SC 2017 Semilab: Math and Discoveries of Archimedes.

by Igor Zaliznyak

Archimedes was arguably the greatest mathematician that ever lived on Earth. After he was killed by Romans, who conquered his native Syracuse, many of his great discoveries were forgotten and it took more than a thousand years and the discovery of modern methods of calculus and mathematical analysis by Newton and Leibnitz for these results to be reproduced. Archimedes’ invention of the Law of Lever and the method of the Center of Gravity laid the foundation for modern mathematical methods of mechanics. His treatment of the equilibrium of floating bodies was fundamental for the development of hydrostatics and its application to shipbuilding; even now introductory chapters of textbooks on naval architecture present diagrams that were first drawn by Archimedes more than two thousand years ago.

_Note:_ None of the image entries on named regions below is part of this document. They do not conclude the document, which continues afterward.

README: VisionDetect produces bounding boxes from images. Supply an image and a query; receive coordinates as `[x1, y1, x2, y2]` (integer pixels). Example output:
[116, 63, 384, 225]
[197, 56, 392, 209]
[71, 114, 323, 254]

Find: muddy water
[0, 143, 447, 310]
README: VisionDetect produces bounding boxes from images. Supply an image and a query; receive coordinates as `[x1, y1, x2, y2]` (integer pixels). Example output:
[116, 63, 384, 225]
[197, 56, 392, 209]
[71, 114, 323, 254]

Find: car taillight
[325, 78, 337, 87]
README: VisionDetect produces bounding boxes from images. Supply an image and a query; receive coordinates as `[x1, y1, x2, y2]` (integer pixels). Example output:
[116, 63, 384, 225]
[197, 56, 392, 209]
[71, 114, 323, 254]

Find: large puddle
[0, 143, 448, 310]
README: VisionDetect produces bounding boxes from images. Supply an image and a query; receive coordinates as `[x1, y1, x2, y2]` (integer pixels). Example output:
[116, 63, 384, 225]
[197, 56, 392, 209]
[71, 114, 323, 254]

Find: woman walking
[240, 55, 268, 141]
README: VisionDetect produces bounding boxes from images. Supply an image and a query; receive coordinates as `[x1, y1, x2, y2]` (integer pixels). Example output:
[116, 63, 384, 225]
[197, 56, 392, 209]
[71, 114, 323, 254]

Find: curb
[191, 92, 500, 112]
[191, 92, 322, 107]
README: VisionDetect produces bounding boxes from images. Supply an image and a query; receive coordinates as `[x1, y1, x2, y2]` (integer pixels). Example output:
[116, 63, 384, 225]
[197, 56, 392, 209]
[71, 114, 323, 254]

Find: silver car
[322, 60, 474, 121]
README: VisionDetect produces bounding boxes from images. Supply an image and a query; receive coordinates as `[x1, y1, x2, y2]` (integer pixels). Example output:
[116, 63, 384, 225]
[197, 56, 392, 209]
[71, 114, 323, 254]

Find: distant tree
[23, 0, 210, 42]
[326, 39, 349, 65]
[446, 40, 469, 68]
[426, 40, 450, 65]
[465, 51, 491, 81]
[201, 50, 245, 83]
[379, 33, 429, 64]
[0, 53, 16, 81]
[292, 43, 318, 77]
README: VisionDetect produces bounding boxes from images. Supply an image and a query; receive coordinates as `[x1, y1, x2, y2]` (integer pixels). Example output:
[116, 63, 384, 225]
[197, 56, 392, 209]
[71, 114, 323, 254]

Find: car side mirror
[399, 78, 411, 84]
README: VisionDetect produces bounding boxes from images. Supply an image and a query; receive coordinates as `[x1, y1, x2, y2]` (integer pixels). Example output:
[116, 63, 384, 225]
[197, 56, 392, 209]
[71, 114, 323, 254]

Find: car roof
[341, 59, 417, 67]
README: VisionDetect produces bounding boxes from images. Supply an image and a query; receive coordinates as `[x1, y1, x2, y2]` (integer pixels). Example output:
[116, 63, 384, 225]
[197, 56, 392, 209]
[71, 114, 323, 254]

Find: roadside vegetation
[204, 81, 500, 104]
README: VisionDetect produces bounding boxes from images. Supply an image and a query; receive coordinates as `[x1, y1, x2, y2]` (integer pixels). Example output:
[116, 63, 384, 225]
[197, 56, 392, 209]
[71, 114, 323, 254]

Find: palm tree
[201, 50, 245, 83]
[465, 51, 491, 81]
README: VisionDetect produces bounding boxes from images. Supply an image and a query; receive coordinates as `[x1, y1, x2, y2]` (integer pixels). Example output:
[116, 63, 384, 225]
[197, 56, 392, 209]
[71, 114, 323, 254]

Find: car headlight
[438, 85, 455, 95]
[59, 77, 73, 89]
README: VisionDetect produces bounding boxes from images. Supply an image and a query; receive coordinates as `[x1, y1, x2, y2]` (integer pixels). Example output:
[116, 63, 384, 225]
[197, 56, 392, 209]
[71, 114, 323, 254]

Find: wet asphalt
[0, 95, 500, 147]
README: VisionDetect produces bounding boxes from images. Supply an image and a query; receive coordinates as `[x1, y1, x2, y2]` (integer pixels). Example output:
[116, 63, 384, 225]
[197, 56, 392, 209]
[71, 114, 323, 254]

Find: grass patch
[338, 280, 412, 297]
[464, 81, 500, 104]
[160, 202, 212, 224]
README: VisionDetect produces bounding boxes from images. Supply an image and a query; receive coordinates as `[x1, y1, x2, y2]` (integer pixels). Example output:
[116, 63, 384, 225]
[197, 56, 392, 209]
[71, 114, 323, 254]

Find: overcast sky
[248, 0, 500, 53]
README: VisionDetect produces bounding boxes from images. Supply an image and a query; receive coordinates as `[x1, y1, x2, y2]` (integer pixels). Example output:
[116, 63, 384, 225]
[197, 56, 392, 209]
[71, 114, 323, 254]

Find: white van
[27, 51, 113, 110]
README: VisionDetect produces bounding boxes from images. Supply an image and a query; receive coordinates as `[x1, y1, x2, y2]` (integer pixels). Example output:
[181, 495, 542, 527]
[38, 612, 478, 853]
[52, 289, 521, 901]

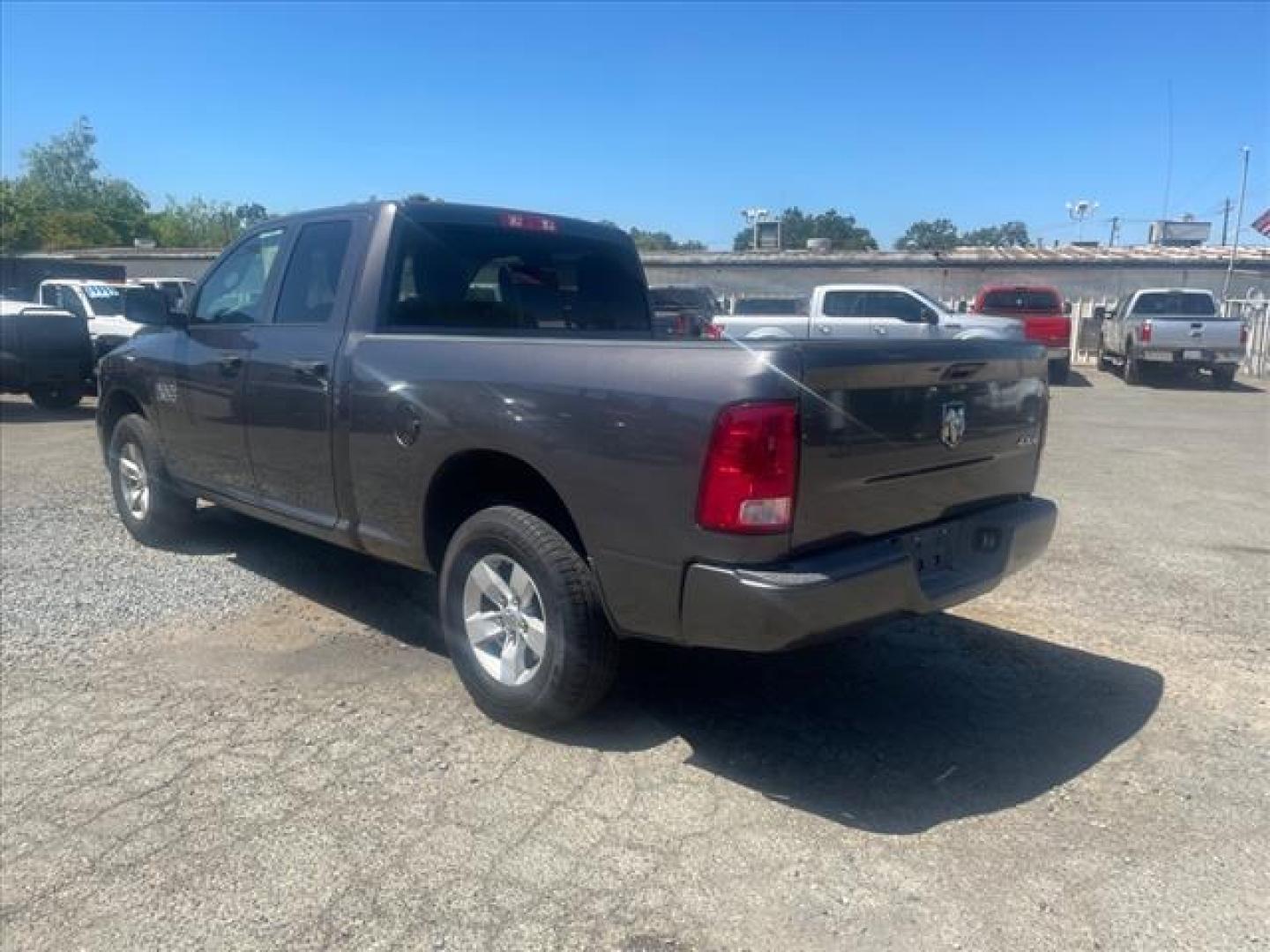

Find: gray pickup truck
[98, 202, 1056, 726]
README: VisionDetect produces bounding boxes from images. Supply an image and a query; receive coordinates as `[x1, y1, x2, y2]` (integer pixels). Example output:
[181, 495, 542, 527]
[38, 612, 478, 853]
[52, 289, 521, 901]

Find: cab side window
[194, 228, 283, 324]
[274, 221, 353, 324]
[870, 291, 926, 324]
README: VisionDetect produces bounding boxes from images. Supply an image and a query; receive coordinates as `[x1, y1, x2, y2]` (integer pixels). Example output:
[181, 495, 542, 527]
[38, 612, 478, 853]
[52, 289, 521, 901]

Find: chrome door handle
[291, 361, 326, 381]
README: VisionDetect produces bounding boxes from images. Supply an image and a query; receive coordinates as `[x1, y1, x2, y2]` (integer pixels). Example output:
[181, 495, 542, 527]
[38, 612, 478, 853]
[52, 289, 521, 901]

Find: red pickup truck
[970, 285, 1072, 383]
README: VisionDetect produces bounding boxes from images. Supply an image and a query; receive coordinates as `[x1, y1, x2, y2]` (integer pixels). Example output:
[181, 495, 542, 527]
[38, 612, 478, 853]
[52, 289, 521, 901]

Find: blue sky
[0, 3, 1270, 246]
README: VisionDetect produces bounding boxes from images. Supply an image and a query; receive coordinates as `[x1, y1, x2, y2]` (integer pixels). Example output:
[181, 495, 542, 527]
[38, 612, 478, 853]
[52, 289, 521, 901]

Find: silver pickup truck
[1094, 288, 1249, 389]
[715, 285, 1024, 340]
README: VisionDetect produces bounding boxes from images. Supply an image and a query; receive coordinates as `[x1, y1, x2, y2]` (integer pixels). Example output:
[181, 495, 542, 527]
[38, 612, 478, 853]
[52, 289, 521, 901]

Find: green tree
[148, 196, 243, 248]
[0, 179, 41, 251]
[895, 219, 958, 251]
[627, 228, 706, 251]
[961, 221, 1031, 248]
[731, 205, 878, 251]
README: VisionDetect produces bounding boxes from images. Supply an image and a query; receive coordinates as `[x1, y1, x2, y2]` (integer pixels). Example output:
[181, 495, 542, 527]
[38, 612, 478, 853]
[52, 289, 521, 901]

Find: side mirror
[123, 288, 188, 328]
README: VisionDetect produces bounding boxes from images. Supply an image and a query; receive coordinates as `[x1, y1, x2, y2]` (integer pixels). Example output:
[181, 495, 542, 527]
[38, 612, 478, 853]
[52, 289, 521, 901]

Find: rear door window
[382, 219, 652, 338]
[274, 219, 353, 324]
[983, 288, 1063, 314]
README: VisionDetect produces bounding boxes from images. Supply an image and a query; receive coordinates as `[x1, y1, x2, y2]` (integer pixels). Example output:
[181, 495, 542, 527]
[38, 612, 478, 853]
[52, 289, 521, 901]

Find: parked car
[647, 285, 719, 338]
[970, 285, 1072, 383]
[715, 285, 1022, 340]
[40, 278, 142, 358]
[1096, 288, 1249, 389]
[0, 301, 93, 410]
[98, 202, 1056, 726]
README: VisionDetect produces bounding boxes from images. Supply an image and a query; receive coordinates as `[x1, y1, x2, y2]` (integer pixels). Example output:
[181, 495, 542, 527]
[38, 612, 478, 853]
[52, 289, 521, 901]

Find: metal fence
[945, 297, 1270, 380]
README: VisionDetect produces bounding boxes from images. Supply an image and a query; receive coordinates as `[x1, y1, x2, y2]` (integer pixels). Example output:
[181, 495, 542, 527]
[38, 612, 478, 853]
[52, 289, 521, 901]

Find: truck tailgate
[791, 340, 1049, 548]
[1146, 321, 1241, 350]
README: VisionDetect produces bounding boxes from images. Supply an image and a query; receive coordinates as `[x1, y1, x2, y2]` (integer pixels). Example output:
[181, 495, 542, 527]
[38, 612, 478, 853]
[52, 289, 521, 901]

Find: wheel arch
[96, 387, 146, 450]
[423, 450, 586, 570]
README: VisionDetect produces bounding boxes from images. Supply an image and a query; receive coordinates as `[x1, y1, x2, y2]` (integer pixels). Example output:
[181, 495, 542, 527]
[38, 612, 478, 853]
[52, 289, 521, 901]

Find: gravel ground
[0, 370, 1270, 952]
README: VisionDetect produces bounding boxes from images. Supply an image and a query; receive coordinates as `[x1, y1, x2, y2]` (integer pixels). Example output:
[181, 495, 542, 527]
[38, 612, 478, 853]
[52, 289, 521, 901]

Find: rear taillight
[698, 400, 797, 533]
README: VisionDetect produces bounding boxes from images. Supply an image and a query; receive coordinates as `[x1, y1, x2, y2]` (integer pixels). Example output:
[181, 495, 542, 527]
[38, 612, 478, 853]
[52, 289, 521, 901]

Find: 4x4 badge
[940, 404, 965, 450]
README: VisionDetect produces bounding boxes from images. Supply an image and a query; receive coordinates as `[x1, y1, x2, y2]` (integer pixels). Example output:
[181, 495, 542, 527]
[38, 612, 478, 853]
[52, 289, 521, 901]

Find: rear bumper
[681, 499, 1058, 651]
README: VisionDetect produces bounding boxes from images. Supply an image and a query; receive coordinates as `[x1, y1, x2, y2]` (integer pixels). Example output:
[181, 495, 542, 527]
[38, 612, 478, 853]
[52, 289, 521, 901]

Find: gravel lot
[0, 369, 1270, 952]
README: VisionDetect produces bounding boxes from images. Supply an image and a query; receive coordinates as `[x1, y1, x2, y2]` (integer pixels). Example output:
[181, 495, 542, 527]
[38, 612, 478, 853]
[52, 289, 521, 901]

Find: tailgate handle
[940, 361, 983, 380]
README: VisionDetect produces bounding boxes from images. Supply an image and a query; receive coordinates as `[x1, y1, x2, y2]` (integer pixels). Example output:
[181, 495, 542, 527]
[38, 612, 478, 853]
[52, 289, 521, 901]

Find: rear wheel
[1213, 364, 1236, 390]
[107, 413, 196, 545]
[1124, 344, 1142, 386]
[31, 383, 84, 410]
[441, 507, 617, 729]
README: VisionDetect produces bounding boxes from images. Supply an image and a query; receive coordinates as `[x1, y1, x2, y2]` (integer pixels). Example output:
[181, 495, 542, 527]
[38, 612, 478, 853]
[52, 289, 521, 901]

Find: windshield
[84, 285, 123, 317]
[983, 288, 1063, 314]
[731, 297, 806, 315]
[1132, 291, 1217, 320]
[909, 288, 947, 314]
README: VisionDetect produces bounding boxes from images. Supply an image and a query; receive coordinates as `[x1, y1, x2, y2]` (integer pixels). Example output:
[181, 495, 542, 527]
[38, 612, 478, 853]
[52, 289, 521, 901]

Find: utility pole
[1221, 146, 1252, 303]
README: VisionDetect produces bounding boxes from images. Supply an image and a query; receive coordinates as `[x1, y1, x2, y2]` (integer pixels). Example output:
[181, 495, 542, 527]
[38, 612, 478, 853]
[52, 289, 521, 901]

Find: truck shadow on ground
[0, 398, 96, 423]
[1051, 367, 1094, 390]
[569, 629, 1163, 834]
[184, 508, 1163, 834]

And while exploring all fundamental advances that he made in the fields of geometry, mechanics, hydrostatics, number theory, and other would definitely take more than a week, in this SemiLab we shall follow the flight of Archimedes’ thought in exploring the volumes of spheres and paraboloids, considering the laws of equilibrium of floating bodies, computing the value of pi, summing the series, and more. We will learn The Mechanical Method, the properties of the Archimedes’ Spiral and the parabolic cuts. Most of these remarkable discoveries can also be explored via hands on activities, which we will also attempt in the course of the Semilab.

Reference: [1] Sherman Stein. Archimedes: What Did He Do Besides Crying Eureka? Published by: The Mathematical Association of America; 1 edition (June 15, 1999).